In [1]:
# Import the regular expressions library re
import re

In [2]:
# The function match() checks for a match at the start of the
# string and return a boolean.

# The function search() checks for a match anywhere in the string 
# and returns a boolean. 

# Let's see if it's a good day
text = 'This is a good day'

if re.search('good', text):
    print('Wonderful')
else:
    print("Alas :_(")

Wonderful


In [3]:
# We can also use regex to segment strings based on some pattern,
# a process called tokenizing

# The findall() and split() functions are used to return chunks of 
# text. 
text = "Julia works diligently. Julia gets good grades. Our student Julia is succesful."
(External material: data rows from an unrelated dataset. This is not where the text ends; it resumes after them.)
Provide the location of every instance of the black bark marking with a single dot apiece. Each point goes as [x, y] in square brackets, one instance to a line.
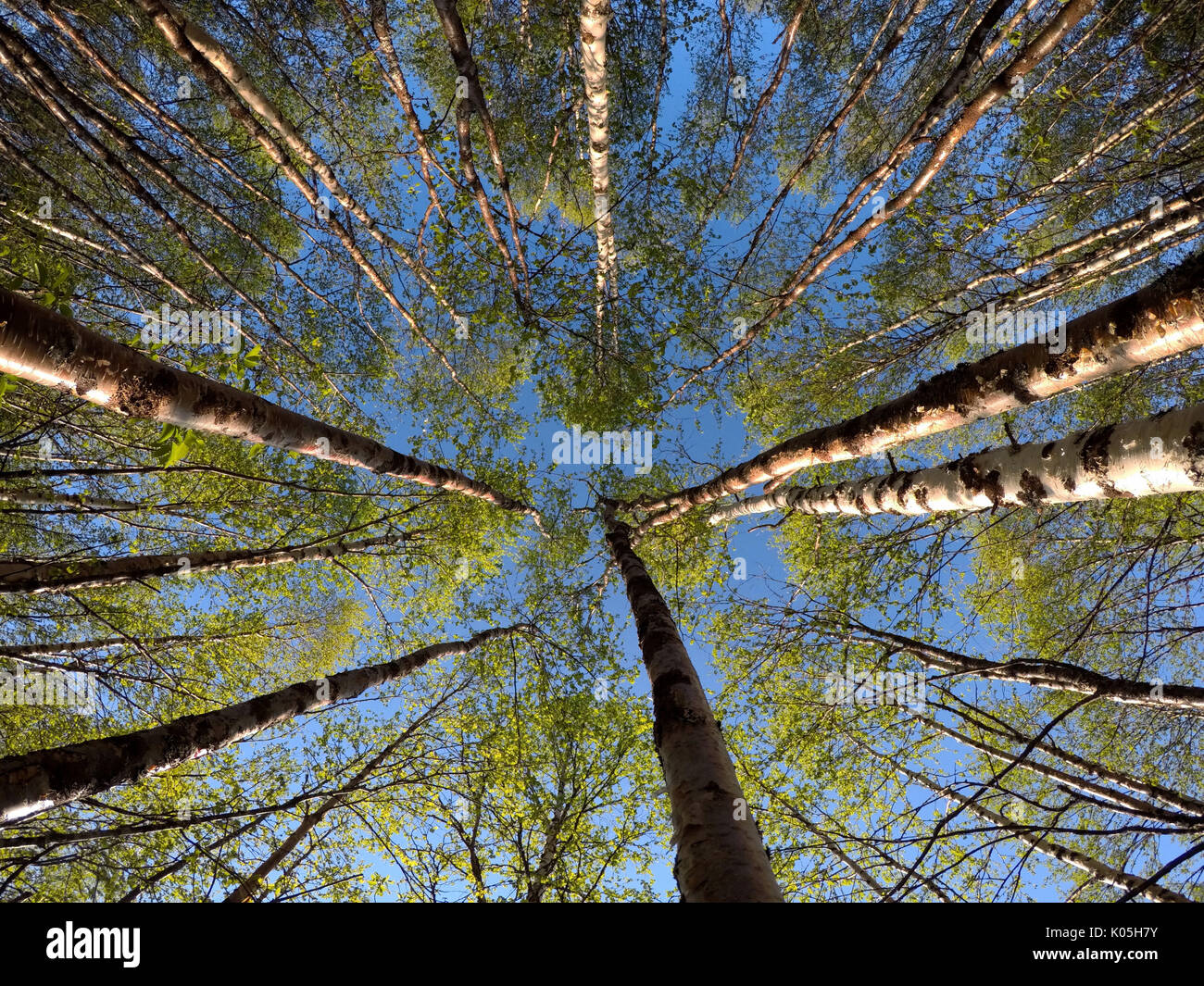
[145, 396]
[1032, 490]
[1094, 453]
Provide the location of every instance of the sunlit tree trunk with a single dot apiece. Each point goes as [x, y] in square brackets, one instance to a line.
[594, 19]
[91, 573]
[1160, 320]
[51, 349]
[31, 782]
[1160, 454]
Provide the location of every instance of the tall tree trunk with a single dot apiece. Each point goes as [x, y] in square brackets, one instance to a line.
[1099, 870]
[44, 779]
[51, 349]
[466, 65]
[594, 19]
[721, 854]
[37, 578]
[1120, 801]
[1162, 319]
[1054, 674]
[1160, 454]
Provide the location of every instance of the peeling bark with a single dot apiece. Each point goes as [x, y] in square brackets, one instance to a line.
[41, 345]
[594, 19]
[721, 858]
[1160, 454]
[1160, 320]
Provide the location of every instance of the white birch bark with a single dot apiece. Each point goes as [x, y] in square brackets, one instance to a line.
[721, 854]
[594, 19]
[34, 781]
[1157, 321]
[1160, 454]
[53, 351]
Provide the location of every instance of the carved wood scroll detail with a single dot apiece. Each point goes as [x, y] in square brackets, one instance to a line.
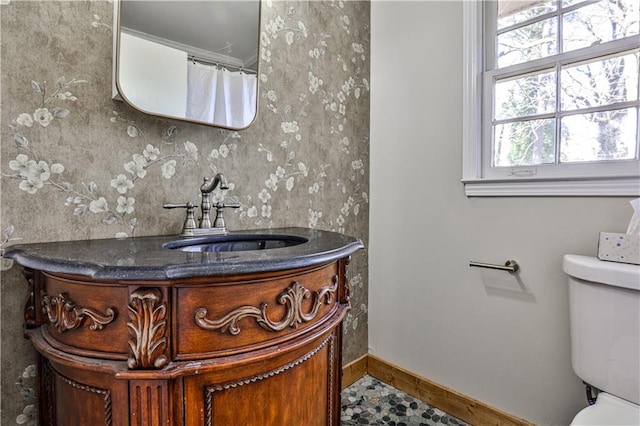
[147, 329]
[64, 315]
[30, 305]
[292, 297]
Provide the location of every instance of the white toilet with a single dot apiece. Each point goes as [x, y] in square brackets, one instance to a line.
[604, 302]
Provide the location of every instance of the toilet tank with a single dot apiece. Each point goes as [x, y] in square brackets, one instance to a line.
[604, 304]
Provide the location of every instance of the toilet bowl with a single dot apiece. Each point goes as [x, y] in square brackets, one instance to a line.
[608, 410]
[604, 305]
# Let's split all instaces of Julia
re.split("Julia", text)

['',
 ' works diligently. ',
 ' gets good grades. Our student ',
 ' is succesful.']

In [4]:
# split() returned an empty string, followed by several statements
# about Julia, all as elements of a list.append
# To find out how many times was Julia mentioned we nee to use findall()
print(re.findall('Julia', text))
len(re.findall('Julia', text)) 

['Julia', 'Julia', 'Julia']


3

In [5]:
# In short, search() looks for a pattern and returns a boolean
# split() uses a pattern to create a list of substrings 
# findall() looks for a pattern and extract all occurences 

In [6]:
# For more complex patterns we'll need to make use of Markup
# language. 

# Anchors specify the start and/or end of the wanted string;
# The symbol ^ means start, $ means end. 
# Putting ^ before a string means it must start with said string
# Putting $ after a string means it must end with said string
text = "Julia works diligently. Julia gets good grades. Our student Julia is succesful."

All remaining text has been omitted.